Both of those take time. The robotics problem has been stubborn for decades. API buildout requires institutional cooperation from vendors whose business model depends on lock-in. Neither responds to the pace of model improvement. And that means the electrification analogy from that essay—rapid transformation of text-native domains, slow transformation of everything behind a GUI—isn't just an analogy. It's a prediction the Mythos benchmarks support with hard numbers.
The broader point is about what benchmark suites actually measure when they put different kinds of tasks on the same report card.
SWE-bench and OSWorld produce numbers that look comparable. Percentages on a scale. You can put them in a table, compare them across models, plot them on a chart. The format suggests they're measuring the same dimension—“AI capability”—at different difficulty levels.
They're not. They're measuring fundamentally different kinds of computation. SWE-bench measures symbolic reasoning in a text-native domain. OSWorld measures continuous sensorimotor control in a visual-spatial domain. One is what transformers were built to do. The other is what they architecturally cannot do—not badly, not yet, but cannot, in the way that a calculator cannot walk regardless of how fast it computes.
Putting these on the same benchmark card is like measuring a fish's swimming speed and tree-climbing ability and averaging the results. The average tells you nothing. The gap tells you everything. And Mythos, by pushing the swimming speed to the theoretical maximum while the climbing barely improved, made the gap impossible to ignore.

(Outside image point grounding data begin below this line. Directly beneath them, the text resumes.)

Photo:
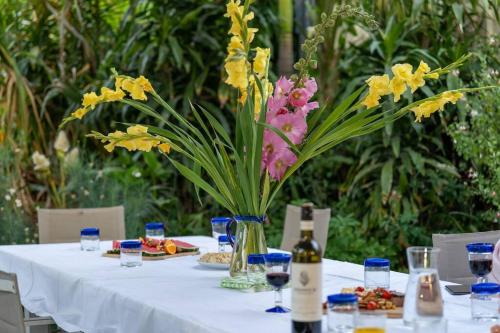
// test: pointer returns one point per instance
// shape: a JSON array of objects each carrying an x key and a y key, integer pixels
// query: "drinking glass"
[
  {"x": 277, "y": 275},
  {"x": 423, "y": 298},
  {"x": 480, "y": 260},
  {"x": 368, "y": 322}
]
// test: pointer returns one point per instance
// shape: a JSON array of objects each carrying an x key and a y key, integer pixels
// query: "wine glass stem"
[
  {"x": 482, "y": 279},
  {"x": 278, "y": 297}
]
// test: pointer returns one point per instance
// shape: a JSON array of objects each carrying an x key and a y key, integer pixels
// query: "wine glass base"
[{"x": 278, "y": 309}]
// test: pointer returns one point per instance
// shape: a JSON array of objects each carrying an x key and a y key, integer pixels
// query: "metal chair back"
[
  {"x": 453, "y": 263},
  {"x": 291, "y": 232},
  {"x": 64, "y": 225},
  {"x": 11, "y": 310}
]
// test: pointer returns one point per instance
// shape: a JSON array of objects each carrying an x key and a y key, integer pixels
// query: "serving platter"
[{"x": 156, "y": 257}]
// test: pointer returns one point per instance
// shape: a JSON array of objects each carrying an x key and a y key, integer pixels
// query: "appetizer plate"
[{"x": 211, "y": 265}]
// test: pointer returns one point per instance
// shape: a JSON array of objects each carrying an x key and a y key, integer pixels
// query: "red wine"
[
  {"x": 277, "y": 280},
  {"x": 481, "y": 267},
  {"x": 306, "y": 278}
]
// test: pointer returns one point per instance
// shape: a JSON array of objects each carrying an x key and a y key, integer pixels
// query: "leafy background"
[{"x": 388, "y": 190}]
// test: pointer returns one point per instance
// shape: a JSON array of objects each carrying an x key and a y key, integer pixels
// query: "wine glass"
[
  {"x": 480, "y": 260},
  {"x": 277, "y": 275}
]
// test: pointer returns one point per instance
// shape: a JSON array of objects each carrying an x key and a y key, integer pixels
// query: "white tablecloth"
[{"x": 87, "y": 292}]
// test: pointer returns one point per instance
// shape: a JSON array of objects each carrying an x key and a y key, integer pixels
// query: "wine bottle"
[{"x": 306, "y": 278}]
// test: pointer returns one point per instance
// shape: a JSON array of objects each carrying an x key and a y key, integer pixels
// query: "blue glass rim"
[
  {"x": 220, "y": 219},
  {"x": 377, "y": 262},
  {"x": 89, "y": 232},
  {"x": 488, "y": 288},
  {"x": 133, "y": 244},
  {"x": 250, "y": 218},
  {"x": 480, "y": 247},
  {"x": 154, "y": 225},
  {"x": 277, "y": 257},
  {"x": 342, "y": 299},
  {"x": 256, "y": 259},
  {"x": 223, "y": 239}
]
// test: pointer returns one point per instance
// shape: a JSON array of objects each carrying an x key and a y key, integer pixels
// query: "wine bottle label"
[
  {"x": 306, "y": 292},
  {"x": 307, "y": 225}
]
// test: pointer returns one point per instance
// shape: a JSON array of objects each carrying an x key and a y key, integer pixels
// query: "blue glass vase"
[{"x": 249, "y": 239}]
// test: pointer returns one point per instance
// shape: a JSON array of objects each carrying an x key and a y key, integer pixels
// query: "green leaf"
[
  {"x": 386, "y": 177},
  {"x": 281, "y": 135}
]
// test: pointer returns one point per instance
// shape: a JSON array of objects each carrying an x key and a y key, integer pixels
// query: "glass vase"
[{"x": 249, "y": 239}]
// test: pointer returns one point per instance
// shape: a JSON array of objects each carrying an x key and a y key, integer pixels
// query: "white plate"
[{"x": 214, "y": 265}]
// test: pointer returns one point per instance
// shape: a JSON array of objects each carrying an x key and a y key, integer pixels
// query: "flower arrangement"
[{"x": 277, "y": 128}]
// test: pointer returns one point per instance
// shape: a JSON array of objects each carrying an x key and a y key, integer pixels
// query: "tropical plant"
[
  {"x": 272, "y": 136},
  {"x": 476, "y": 136}
]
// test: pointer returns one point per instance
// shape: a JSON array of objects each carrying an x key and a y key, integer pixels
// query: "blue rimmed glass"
[
  {"x": 480, "y": 260},
  {"x": 219, "y": 225},
  {"x": 89, "y": 239},
  {"x": 224, "y": 245},
  {"x": 277, "y": 275},
  {"x": 155, "y": 230},
  {"x": 484, "y": 301},
  {"x": 377, "y": 273}
]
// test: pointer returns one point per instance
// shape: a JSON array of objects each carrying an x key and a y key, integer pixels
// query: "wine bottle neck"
[{"x": 306, "y": 229}]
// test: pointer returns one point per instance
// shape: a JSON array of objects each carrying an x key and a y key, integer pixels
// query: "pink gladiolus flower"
[
  {"x": 283, "y": 86},
  {"x": 299, "y": 97},
  {"x": 281, "y": 162},
  {"x": 304, "y": 110},
  {"x": 272, "y": 143},
  {"x": 292, "y": 124},
  {"x": 276, "y": 103},
  {"x": 311, "y": 86}
]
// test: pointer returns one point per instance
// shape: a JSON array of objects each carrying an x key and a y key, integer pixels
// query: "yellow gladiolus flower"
[
  {"x": 417, "y": 79},
  {"x": 251, "y": 34},
  {"x": 110, "y": 95},
  {"x": 432, "y": 76},
  {"x": 371, "y": 100},
  {"x": 137, "y": 130},
  {"x": 261, "y": 60},
  {"x": 144, "y": 83},
  {"x": 378, "y": 86},
  {"x": 235, "y": 12},
  {"x": 136, "y": 138},
  {"x": 164, "y": 148},
  {"x": 397, "y": 87},
  {"x": 425, "y": 109},
  {"x": 237, "y": 75},
  {"x": 235, "y": 45},
  {"x": 402, "y": 74},
  {"x": 402, "y": 71},
  {"x": 91, "y": 100},
  {"x": 80, "y": 113},
  {"x": 135, "y": 90}
]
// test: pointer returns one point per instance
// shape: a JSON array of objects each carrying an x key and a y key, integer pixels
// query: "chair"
[
  {"x": 291, "y": 234},
  {"x": 63, "y": 225},
  {"x": 13, "y": 319},
  {"x": 453, "y": 265}
]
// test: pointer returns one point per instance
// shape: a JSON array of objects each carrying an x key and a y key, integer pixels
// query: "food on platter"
[
  {"x": 216, "y": 258},
  {"x": 158, "y": 248},
  {"x": 376, "y": 299}
]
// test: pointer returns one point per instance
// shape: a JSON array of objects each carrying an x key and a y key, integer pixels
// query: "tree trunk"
[{"x": 286, "y": 59}]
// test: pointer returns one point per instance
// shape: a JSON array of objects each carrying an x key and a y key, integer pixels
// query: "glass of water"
[
  {"x": 89, "y": 239},
  {"x": 131, "y": 253},
  {"x": 377, "y": 273}
]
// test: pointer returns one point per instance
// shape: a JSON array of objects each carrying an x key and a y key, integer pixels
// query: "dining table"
[{"x": 87, "y": 292}]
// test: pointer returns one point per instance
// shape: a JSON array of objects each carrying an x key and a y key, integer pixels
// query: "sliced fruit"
[
  {"x": 116, "y": 245},
  {"x": 184, "y": 247},
  {"x": 170, "y": 247}
]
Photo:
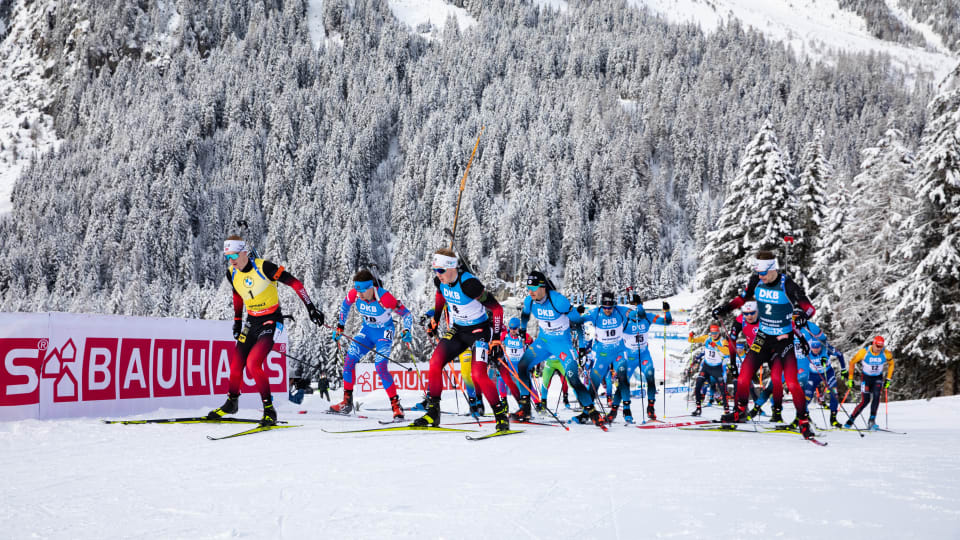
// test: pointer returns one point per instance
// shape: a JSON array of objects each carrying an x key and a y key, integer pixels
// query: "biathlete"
[
  {"x": 783, "y": 306},
  {"x": 636, "y": 341},
  {"x": 254, "y": 283},
  {"x": 376, "y": 307},
  {"x": 476, "y": 319},
  {"x": 822, "y": 373},
  {"x": 715, "y": 351},
  {"x": 554, "y": 314},
  {"x": 874, "y": 358},
  {"x": 609, "y": 321}
]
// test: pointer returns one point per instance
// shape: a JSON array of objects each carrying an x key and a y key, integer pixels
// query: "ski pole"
[
  {"x": 852, "y": 421},
  {"x": 886, "y": 409},
  {"x": 463, "y": 185},
  {"x": 664, "y": 368},
  {"x": 535, "y": 398},
  {"x": 374, "y": 351},
  {"x": 419, "y": 373}
]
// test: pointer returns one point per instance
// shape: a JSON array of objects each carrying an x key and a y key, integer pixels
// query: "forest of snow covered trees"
[{"x": 617, "y": 151}]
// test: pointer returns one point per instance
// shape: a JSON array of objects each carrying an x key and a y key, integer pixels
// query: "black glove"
[
  {"x": 800, "y": 318},
  {"x": 432, "y": 327},
  {"x": 315, "y": 315}
]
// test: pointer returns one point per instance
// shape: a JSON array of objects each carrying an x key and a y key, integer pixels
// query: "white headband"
[
  {"x": 765, "y": 265},
  {"x": 443, "y": 261},
  {"x": 234, "y": 246}
]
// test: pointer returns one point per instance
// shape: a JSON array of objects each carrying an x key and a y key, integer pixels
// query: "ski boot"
[
  {"x": 737, "y": 416},
  {"x": 345, "y": 406},
  {"x": 586, "y": 416},
  {"x": 612, "y": 415},
  {"x": 229, "y": 407},
  {"x": 627, "y": 415},
  {"x": 269, "y": 413},
  {"x": 523, "y": 413},
  {"x": 432, "y": 418},
  {"x": 805, "y": 428},
  {"x": 476, "y": 407},
  {"x": 777, "y": 416},
  {"x": 595, "y": 416},
  {"x": 397, "y": 409},
  {"x": 500, "y": 413}
]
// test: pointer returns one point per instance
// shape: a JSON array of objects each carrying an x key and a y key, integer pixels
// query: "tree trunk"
[{"x": 949, "y": 380}]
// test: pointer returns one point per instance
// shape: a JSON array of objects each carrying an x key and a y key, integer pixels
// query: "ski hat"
[
  {"x": 764, "y": 265},
  {"x": 443, "y": 261},
  {"x": 234, "y": 246},
  {"x": 362, "y": 286},
  {"x": 535, "y": 280}
]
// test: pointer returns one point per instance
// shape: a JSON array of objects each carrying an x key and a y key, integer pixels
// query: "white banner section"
[{"x": 57, "y": 365}]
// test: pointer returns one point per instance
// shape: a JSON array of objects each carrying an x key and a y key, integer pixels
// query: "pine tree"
[
  {"x": 829, "y": 269},
  {"x": 879, "y": 206},
  {"x": 811, "y": 198},
  {"x": 925, "y": 321},
  {"x": 756, "y": 213}
]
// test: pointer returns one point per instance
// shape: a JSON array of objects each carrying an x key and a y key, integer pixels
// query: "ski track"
[
  {"x": 80, "y": 479},
  {"x": 162, "y": 481}
]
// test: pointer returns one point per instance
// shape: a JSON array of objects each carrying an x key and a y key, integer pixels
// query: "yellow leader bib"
[{"x": 259, "y": 293}]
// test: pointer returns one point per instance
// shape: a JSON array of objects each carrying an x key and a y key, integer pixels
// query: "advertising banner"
[{"x": 56, "y": 365}]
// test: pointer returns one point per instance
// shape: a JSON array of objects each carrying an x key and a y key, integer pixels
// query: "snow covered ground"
[
  {"x": 25, "y": 130},
  {"x": 816, "y": 28},
  {"x": 80, "y": 478}
]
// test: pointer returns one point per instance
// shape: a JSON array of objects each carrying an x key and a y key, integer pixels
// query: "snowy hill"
[
  {"x": 815, "y": 28},
  {"x": 81, "y": 479}
]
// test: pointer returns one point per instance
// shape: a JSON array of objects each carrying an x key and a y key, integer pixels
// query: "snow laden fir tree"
[
  {"x": 925, "y": 320},
  {"x": 758, "y": 210}
]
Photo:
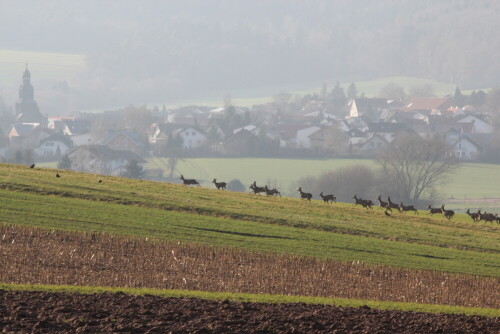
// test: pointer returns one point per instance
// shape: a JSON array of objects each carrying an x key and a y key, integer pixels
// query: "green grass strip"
[{"x": 261, "y": 298}]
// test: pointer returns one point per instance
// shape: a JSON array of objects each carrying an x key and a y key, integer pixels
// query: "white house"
[
  {"x": 192, "y": 137},
  {"x": 480, "y": 125},
  {"x": 53, "y": 147},
  {"x": 303, "y": 140}
]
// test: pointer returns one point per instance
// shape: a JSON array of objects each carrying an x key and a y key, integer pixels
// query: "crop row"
[{"x": 37, "y": 256}]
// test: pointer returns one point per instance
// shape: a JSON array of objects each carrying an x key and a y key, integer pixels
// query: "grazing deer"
[
  {"x": 304, "y": 195},
  {"x": 219, "y": 185},
  {"x": 447, "y": 213},
  {"x": 432, "y": 210},
  {"x": 382, "y": 204},
  {"x": 391, "y": 204},
  {"x": 474, "y": 215},
  {"x": 328, "y": 198},
  {"x": 257, "y": 190},
  {"x": 406, "y": 208},
  {"x": 272, "y": 192},
  {"x": 188, "y": 182}
]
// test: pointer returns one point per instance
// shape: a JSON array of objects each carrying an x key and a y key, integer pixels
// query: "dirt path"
[{"x": 41, "y": 312}]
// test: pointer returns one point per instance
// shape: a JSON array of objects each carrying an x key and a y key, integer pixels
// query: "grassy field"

Nobody is talking about the Mythos benchmarks this way. The coverage is about the safety implications—should Anthropic release a model this powerful?—and about the cybersecurity applications of Project Glasswing. Those are important conversations.
But buried in the benchmark table is something more fundamental than any policy discussion. It's empirical evidence for a claim about the nature of computation: that what we call “AI capability” is not a single dimension, that scaling intelligence along the symbolic axis does not transfer to the control axis, and that the stubborn 20% failure rate on tasks like “click a dropdown” or “crop an image” is not a problem waiting for a smarter model. It's a problem waiting for a different kind of solution entirely.
The smartest model ever built proved it. The experiment is right there in the numbers. Nobody designed it as an experiment, which is what makes it so clean. No agenda, no cherry-picking, no motivated reasoning. Just a capability jump so large that the absence of improvement on one benchmark became the most informative result in the entire suite.
Mythos can exploit every browser ever built. It just can't use one.